Organisatie | Goes |
---|---|
Organisatietype | Gemeente |
Officiële naam regeling | Algemene voorschriften inzake melding maken, veranderen van een uitweg Goes 2011 |
Citeertitel | Algemene Voorschriften maken, veranderen van een uitweg Goes 2011 |
Vastgesteld door | college van burgemeester en wethouders |
Onderwerp | ruimtelijke ordening, verkeer en vervoer |
Eigen onderwerp |
Geen
Datum inwerkingtreding | Terugwerkende kracht tot en met | Datum uitwerkingtreding | Betreft | Datum ondertekening Bron bekendmaking | Kenmerk voorstel |
---|---|---|---|---|---|
05-04-2023 | nieuwe regeling | 12-07-2011 |
Burgemeester en wethouders van Goes;
dat de raad in zijn vergadering van 14 oktober 2010 de Algemene plaatselijke verordening gemeente Goes 2010 (hierna te noemen “APV) heeft vastgesteld;
dat het op grond van artikel 2.1.8 lid 1, van de APV verboden is een uitweg te maken naar de weg of verandering te brengen in een bestaande uitweg naar de weg;
dat het in artikel 2.1.8. 1 lid 1, van de APV gesteld verbod niet geldt indien wordt voldaan aan door het college vast te stellen algemene voorschriften
dat op grond van artikel 2.1.8. lid 2, van de APV ons college de bevoegdheid heeft tot het vaststellen van algemene voorschriften ten aanzien van het maken, veranderen van een uitweg;
gelet op het bepaalde in artikel 156, lid 3 van de Gemeentewet en artikel 2.12, lid 4 van de verordening;
vast te stellen de Algemene voorschriften inzake melding maken, veranderen van een uitweg Goes 2011
Hoofdstuk 2. Algemene Voorschriften
Artikel 3, Algemene bepalingen
De aanleg van een nieuwe uitweg en de verandering van een bestaande uitweg wordt toegestaan onder de volgende voorschriften:
De gewenste uitweg ten behoeve van een woning mag worden gerealiseerd mits de uitweg niet breder wordt dan 3,00 meter gemeten langs de openbare weg.

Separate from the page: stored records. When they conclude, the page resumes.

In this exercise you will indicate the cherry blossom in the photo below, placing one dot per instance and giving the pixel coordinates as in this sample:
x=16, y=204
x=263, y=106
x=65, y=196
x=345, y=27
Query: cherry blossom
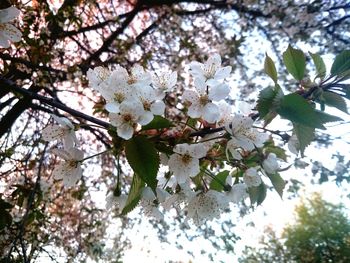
x=184, y=163
x=237, y=192
x=118, y=202
x=8, y=32
x=64, y=131
x=164, y=82
x=211, y=71
x=69, y=170
x=201, y=100
x=131, y=114
x=243, y=135
x=206, y=206
x=251, y=177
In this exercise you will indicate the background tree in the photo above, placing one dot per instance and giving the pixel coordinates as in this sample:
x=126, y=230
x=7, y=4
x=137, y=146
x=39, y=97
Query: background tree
x=320, y=233
x=41, y=74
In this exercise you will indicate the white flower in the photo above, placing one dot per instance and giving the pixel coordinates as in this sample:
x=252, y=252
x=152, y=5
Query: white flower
x=237, y=192
x=116, y=201
x=211, y=71
x=270, y=164
x=97, y=76
x=147, y=96
x=243, y=135
x=251, y=177
x=206, y=206
x=178, y=199
x=201, y=98
x=164, y=82
x=184, y=163
x=131, y=113
x=70, y=169
x=64, y=131
x=8, y=32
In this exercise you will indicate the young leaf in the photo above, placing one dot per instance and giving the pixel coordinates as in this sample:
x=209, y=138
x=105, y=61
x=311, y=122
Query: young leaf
x=304, y=134
x=220, y=177
x=158, y=122
x=143, y=159
x=295, y=108
x=277, y=182
x=134, y=194
x=341, y=63
x=270, y=69
x=257, y=194
x=319, y=64
x=269, y=99
x=325, y=117
x=295, y=62
x=335, y=100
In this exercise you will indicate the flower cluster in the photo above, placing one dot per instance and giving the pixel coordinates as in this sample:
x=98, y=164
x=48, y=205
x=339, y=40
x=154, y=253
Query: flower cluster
x=8, y=32
x=69, y=170
x=188, y=177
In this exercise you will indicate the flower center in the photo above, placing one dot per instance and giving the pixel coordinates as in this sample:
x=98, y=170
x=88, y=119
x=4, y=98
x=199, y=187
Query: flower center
x=203, y=100
x=119, y=97
x=209, y=71
x=186, y=158
x=127, y=118
x=132, y=80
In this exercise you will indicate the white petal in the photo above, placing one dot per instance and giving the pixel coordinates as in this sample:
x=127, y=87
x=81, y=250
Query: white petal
x=223, y=73
x=59, y=171
x=148, y=194
x=3, y=41
x=8, y=14
x=112, y=107
x=158, y=107
x=211, y=113
x=11, y=32
x=62, y=153
x=52, y=132
x=76, y=154
x=125, y=131
x=145, y=118
x=200, y=85
x=219, y=92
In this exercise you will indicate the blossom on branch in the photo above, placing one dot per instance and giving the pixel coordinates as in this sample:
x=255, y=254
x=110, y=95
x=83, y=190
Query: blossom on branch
x=64, y=131
x=69, y=170
x=184, y=163
x=211, y=71
x=201, y=100
x=8, y=32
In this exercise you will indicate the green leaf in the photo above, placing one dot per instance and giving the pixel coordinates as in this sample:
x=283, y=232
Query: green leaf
x=295, y=62
x=143, y=159
x=270, y=69
x=335, y=100
x=325, y=117
x=304, y=134
x=269, y=99
x=341, y=63
x=295, y=108
x=271, y=148
x=319, y=64
x=257, y=194
x=220, y=177
x=134, y=194
x=158, y=122
x=277, y=182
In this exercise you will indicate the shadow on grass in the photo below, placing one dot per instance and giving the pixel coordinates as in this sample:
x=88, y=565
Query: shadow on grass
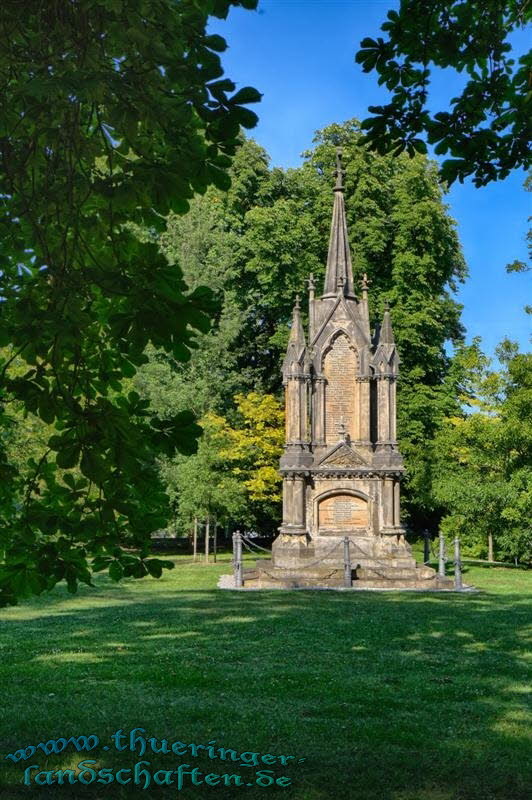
x=396, y=697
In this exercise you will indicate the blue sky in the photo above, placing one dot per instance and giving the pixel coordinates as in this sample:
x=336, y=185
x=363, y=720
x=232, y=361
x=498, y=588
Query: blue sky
x=300, y=55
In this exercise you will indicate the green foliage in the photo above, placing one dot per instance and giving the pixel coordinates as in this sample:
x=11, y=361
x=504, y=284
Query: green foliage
x=257, y=244
x=486, y=131
x=483, y=475
x=113, y=114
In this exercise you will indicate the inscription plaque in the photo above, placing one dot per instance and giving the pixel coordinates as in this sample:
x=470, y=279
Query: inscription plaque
x=342, y=511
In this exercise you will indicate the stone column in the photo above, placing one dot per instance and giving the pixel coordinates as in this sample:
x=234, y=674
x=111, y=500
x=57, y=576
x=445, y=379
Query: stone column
x=383, y=411
x=388, y=503
x=318, y=415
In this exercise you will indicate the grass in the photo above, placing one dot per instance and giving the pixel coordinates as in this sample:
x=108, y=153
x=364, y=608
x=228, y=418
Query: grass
x=385, y=696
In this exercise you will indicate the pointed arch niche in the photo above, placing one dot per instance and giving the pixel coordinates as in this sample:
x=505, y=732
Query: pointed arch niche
x=340, y=369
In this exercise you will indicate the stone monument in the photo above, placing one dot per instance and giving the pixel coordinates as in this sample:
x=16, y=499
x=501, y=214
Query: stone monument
x=341, y=466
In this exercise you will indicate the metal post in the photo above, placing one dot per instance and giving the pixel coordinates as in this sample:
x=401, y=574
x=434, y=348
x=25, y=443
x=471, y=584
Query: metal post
x=347, y=564
x=237, y=560
x=441, y=561
x=426, y=547
x=457, y=565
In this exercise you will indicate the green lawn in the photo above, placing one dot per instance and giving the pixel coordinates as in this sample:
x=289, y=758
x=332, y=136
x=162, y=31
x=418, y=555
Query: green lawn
x=384, y=695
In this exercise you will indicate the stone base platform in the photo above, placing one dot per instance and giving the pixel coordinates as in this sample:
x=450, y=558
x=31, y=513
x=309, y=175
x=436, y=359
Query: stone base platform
x=377, y=562
x=267, y=576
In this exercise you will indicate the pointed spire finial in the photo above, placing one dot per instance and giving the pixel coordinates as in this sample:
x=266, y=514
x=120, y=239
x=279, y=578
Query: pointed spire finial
x=342, y=431
x=339, y=256
x=339, y=172
x=386, y=332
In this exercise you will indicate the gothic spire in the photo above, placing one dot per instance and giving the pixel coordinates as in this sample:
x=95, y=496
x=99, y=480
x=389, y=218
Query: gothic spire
x=296, y=350
x=339, y=275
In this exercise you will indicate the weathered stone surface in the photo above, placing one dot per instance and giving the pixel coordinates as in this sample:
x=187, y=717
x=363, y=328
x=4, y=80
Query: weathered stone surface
x=342, y=512
x=340, y=369
x=342, y=467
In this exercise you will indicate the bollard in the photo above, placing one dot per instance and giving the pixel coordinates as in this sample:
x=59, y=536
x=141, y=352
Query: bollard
x=426, y=546
x=237, y=560
x=441, y=560
x=347, y=564
x=457, y=566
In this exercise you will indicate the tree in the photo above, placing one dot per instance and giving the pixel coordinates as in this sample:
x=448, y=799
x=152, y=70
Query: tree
x=481, y=457
x=487, y=130
x=234, y=475
x=113, y=114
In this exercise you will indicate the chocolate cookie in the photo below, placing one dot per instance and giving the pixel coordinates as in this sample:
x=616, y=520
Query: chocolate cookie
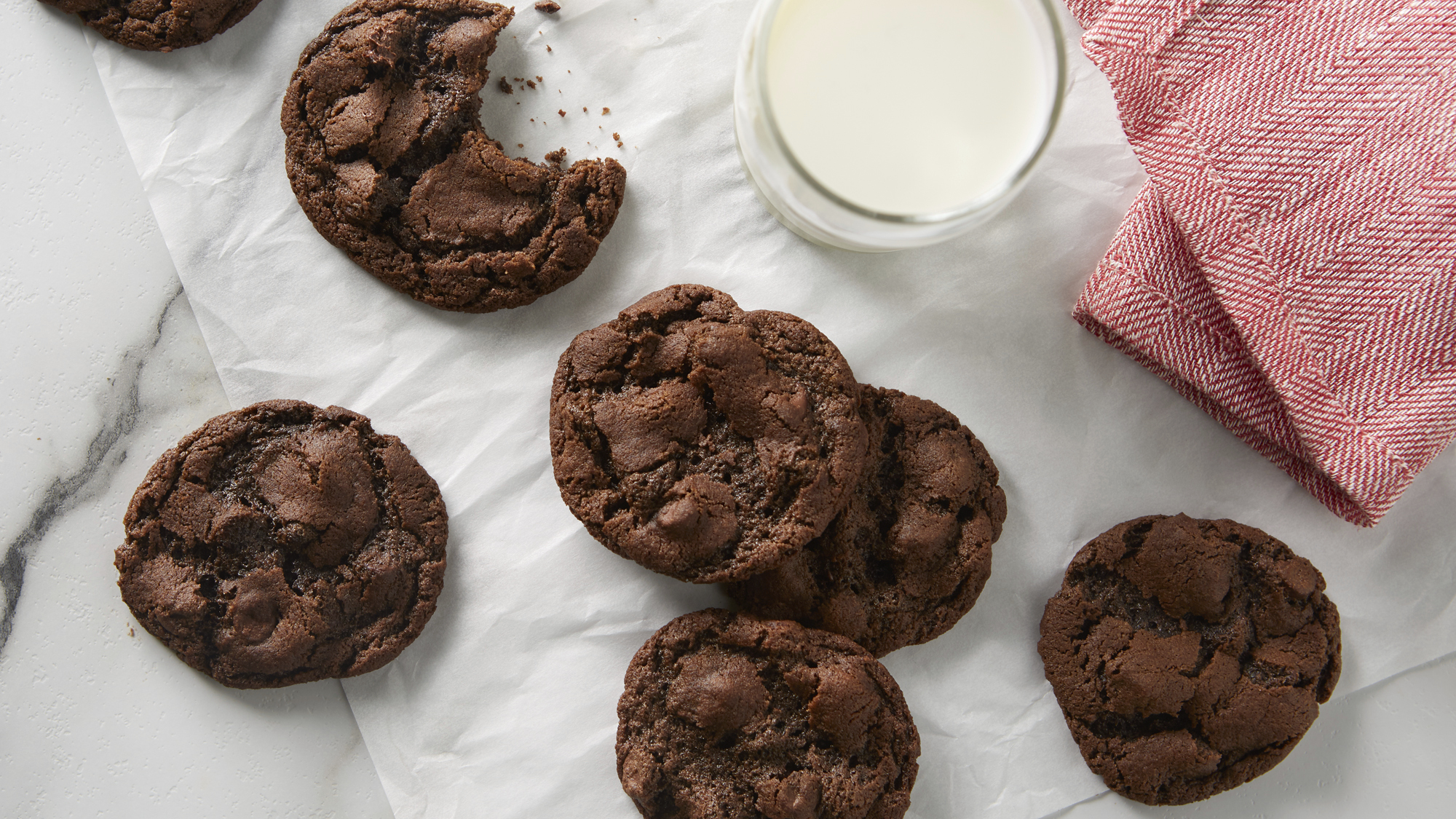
x=1189, y=656
x=701, y=440
x=914, y=548
x=285, y=544
x=152, y=25
x=388, y=158
x=727, y=716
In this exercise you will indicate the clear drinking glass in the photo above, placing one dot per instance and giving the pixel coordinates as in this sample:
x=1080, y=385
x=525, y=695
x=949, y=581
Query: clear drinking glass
x=813, y=209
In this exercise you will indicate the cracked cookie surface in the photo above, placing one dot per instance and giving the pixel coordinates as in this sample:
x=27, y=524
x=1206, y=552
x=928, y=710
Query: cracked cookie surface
x=727, y=716
x=701, y=440
x=285, y=544
x=389, y=161
x=912, y=551
x=158, y=25
x=1189, y=656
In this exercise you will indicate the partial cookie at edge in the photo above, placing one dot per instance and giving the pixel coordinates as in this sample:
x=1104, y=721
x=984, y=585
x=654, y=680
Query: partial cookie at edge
x=727, y=714
x=1189, y=656
x=158, y=27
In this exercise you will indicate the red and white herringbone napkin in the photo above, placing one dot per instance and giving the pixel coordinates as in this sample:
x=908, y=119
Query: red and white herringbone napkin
x=1291, y=267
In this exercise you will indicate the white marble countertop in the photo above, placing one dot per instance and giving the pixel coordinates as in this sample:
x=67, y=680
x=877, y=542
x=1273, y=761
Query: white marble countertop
x=106, y=369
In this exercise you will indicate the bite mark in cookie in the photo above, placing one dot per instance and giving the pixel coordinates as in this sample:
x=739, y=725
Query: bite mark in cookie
x=285, y=544
x=389, y=161
x=1189, y=656
x=701, y=440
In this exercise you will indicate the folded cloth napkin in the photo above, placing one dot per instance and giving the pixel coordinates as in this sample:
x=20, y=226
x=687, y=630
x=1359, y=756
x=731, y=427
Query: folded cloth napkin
x=1291, y=267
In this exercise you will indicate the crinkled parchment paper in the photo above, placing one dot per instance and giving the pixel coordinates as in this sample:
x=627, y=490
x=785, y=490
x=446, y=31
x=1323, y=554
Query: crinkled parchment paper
x=506, y=704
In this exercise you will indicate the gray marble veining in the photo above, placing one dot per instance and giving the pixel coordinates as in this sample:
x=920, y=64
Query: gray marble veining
x=103, y=368
x=122, y=411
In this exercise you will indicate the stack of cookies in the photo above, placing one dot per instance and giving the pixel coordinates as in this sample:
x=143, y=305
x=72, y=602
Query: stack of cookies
x=717, y=445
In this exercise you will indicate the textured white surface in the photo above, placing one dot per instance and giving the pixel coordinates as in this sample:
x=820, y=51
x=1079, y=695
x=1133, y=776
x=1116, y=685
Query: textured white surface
x=104, y=368
x=94, y=721
x=1384, y=751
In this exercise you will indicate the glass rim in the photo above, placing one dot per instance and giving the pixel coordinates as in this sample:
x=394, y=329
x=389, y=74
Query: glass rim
x=758, y=71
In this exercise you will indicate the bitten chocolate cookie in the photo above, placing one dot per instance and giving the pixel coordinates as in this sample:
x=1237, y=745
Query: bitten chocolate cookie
x=1189, y=656
x=914, y=548
x=727, y=716
x=285, y=544
x=388, y=158
x=701, y=440
x=154, y=25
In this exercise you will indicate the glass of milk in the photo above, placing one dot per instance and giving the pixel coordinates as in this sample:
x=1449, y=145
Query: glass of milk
x=887, y=124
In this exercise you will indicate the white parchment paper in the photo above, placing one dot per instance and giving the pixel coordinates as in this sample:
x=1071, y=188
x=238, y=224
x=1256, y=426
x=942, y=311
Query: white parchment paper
x=506, y=704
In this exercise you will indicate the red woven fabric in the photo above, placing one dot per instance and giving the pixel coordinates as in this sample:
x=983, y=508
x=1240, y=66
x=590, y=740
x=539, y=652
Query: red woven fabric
x=1291, y=266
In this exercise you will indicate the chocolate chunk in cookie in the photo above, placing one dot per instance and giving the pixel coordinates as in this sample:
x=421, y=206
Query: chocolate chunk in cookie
x=727, y=716
x=1189, y=656
x=914, y=548
x=152, y=25
x=388, y=158
x=701, y=440
x=285, y=544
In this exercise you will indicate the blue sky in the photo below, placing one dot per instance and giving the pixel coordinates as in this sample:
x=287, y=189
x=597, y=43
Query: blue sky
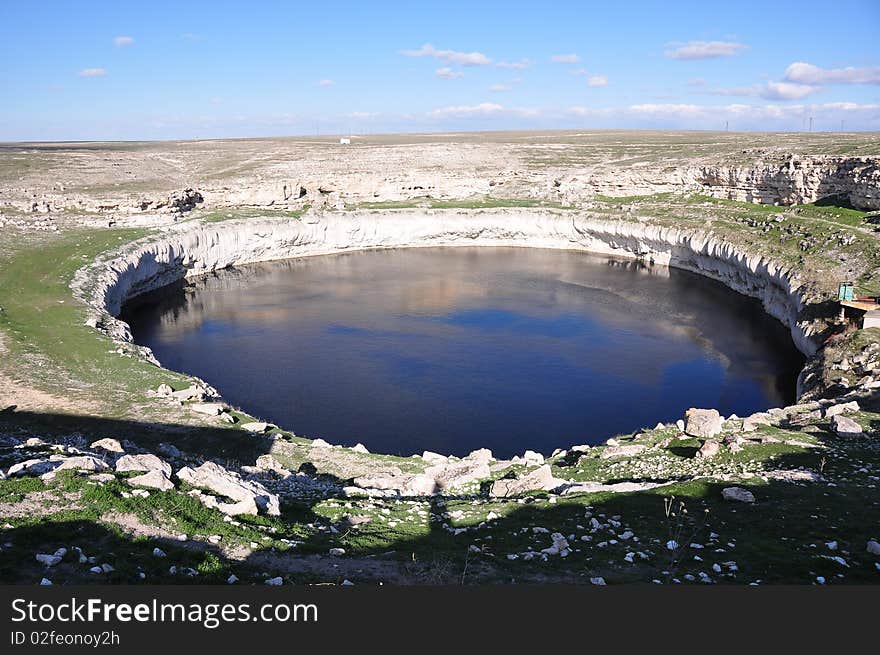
x=167, y=70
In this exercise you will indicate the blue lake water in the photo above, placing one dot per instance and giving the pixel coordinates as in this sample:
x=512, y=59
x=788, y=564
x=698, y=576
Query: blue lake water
x=453, y=349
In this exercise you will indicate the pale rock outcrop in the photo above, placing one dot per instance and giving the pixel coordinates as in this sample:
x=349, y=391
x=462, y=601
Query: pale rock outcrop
x=249, y=496
x=703, y=423
x=628, y=450
x=145, y=463
x=108, y=445
x=738, y=494
x=541, y=478
x=154, y=479
x=846, y=427
x=841, y=408
x=710, y=448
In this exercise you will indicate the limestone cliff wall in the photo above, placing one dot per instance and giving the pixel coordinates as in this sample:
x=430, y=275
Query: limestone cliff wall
x=143, y=266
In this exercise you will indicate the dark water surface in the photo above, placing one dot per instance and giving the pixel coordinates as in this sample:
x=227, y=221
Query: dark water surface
x=454, y=349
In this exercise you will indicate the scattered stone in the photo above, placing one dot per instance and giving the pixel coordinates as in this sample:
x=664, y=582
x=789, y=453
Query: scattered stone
x=108, y=445
x=209, y=409
x=541, y=478
x=255, y=426
x=249, y=496
x=630, y=450
x=710, y=448
x=846, y=427
x=738, y=494
x=152, y=480
x=841, y=408
x=434, y=458
x=142, y=463
x=48, y=560
x=703, y=423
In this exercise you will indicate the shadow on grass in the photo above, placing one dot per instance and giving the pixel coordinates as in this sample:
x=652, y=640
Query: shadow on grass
x=780, y=538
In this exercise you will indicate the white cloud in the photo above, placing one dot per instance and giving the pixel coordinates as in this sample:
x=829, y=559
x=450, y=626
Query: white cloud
x=704, y=49
x=522, y=64
x=449, y=56
x=92, y=72
x=482, y=109
x=770, y=91
x=666, y=109
x=804, y=73
x=447, y=73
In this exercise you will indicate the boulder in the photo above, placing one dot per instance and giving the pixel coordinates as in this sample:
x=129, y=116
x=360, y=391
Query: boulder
x=80, y=463
x=710, y=448
x=209, y=409
x=845, y=427
x=32, y=467
x=152, y=480
x=108, y=446
x=457, y=474
x=249, y=496
x=190, y=393
x=255, y=426
x=142, y=463
x=738, y=494
x=841, y=408
x=703, y=423
x=541, y=478
x=630, y=450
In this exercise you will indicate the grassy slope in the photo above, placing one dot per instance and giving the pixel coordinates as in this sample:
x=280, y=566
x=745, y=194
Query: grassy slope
x=780, y=539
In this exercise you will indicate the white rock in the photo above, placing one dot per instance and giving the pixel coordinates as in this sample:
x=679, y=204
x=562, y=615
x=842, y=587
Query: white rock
x=142, y=463
x=48, y=560
x=703, y=423
x=209, y=409
x=255, y=426
x=738, y=494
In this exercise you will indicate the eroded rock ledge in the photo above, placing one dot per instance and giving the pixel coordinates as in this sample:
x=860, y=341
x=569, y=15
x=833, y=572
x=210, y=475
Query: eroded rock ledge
x=148, y=265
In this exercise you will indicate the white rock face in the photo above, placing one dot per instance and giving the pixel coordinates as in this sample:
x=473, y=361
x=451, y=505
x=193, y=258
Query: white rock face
x=845, y=427
x=541, y=478
x=108, y=283
x=249, y=497
x=738, y=494
x=142, y=463
x=703, y=423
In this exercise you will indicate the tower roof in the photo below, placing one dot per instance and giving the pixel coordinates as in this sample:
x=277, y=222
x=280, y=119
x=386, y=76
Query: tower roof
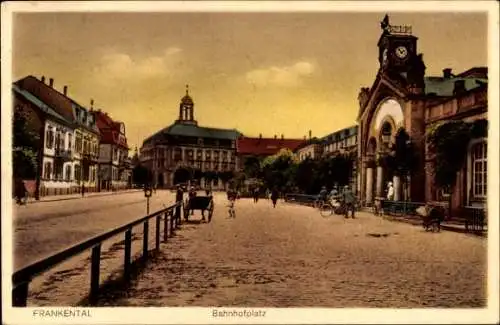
x=187, y=99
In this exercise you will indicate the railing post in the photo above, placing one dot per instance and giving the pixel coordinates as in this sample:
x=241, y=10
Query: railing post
x=145, y=240
x=158, y=232
x=171, y=225
x=20, y=294
x=178, y=213
x=94, y=273
x=128, y=253
x=165, y=227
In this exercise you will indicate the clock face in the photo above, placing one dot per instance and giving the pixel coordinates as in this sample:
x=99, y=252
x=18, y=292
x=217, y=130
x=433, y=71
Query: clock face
x=384, y=56
x=401, y=52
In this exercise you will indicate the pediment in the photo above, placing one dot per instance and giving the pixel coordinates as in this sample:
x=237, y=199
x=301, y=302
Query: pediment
x=383, y=86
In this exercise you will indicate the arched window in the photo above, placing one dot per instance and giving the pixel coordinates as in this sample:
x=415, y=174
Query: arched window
x=68, y=173
x=372, y=146
x=385, y=134
x=478, y=170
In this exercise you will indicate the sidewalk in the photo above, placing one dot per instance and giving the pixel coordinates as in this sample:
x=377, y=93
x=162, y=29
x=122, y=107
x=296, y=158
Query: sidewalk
x=53, y=198
x=445, y=225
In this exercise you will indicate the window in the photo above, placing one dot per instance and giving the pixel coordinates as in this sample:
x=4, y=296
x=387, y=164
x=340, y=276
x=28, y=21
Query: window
x=58, y=170
x=62, y=140
x=47, y=170
x=479, y=170
x=78, y=173
x=58, y=140
x=78, y=143
x=68, y=173
x=49, y=138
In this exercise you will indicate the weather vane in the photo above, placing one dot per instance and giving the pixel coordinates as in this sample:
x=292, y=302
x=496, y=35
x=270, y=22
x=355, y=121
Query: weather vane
x=392, y=29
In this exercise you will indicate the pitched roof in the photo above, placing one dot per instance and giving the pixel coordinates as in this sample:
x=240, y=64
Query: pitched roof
x=60, y=103
x=190, y=130
x=341, y=134
x=109, y=129
x=38, y=103
x=265, y=146
x=441, y=86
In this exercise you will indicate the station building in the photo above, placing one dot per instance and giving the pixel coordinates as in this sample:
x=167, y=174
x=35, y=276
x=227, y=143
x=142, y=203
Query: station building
x=403, y=97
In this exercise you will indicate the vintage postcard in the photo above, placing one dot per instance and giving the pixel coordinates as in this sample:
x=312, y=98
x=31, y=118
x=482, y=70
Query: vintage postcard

Verbreding tot maximaal 6.00 meter is mogelijk in uitzonderlijke gevallen. Een voorbeeld hiervan is de aanwezigheid van een dubbele garage. Als er sprake is van een uitzonderlijk geval, dan moet dat in de melding beargumenteerd worden. Dit wordt per geval getoetst.
Een dubbele uitweg ten behoeve van twee woningen mag worden gerealiseerd mits de uitweg niet breder wordt dan 6.00 meter. Het samenvoegen van twee naast elkaar gelegen maar aparte uitwegen tot één uitweg is dus alleen mogelijk indien de totale breedte van de (gezamenlijke) uitweg maximaal 6.00 meter bedraagt.
Hoofdstuk 3, Eigendom gemeente
Artikel 7, Aanleg, materialen en onderhoud
De aanleg van het deel van de uitweg dat zich op gemeentegrond bevindt, vindt plaats door of namens de gemeente Goes, zij bepalen welke materialen gebruikt (moeten) worden, waarbij zoveel mogelijk aansluiting bij de omliggende materiaalsoorten wordt gezocht.
Hoofdstuk 3, Overige Bepalingen
Artikel 9, Mogelijkheden om af te wijken van de gestelde Algemene Voorschriften
In die gevallen waarin de toepassing van deze Algemene voorschriften naar ons oordeel tot een bijzondere hardheid leidt, kan ten gunste van de aanvrager daarvan worden afgeweken.
Goes, 12 juli 2011.
Burgemeester en Wethouders van Goes,
de secretaris,
drs. C.G.M. Maas.
de burgemeester,
mr. L.J. Verhulst.
Toelichting Algemene Voorschriften maken, veranderen van een uitweg Goes 2011
Binnen de Gemeente Goes zijn veel verschillende vormen van uitwegen aanwezig.
Regelmatig wordt de gemeente door derden om medewerking verzocht inzake het gebruik van haar wegen voor de ontsluiting van percelen ten behoeve van woonhuizen, bedrijven, instellingen, etc.
De Algemene Plaatselijke Verordening (APV), artikel 2.1.8, lid 1, bepaalt dat het verboden is een uitweg te maken naar de weg of verandering te brengen in een bestaande uitweg naar de weg. Dit verbod geldt niet indien wordt voldaan aan door het college vast te stellen algemene voorschriften.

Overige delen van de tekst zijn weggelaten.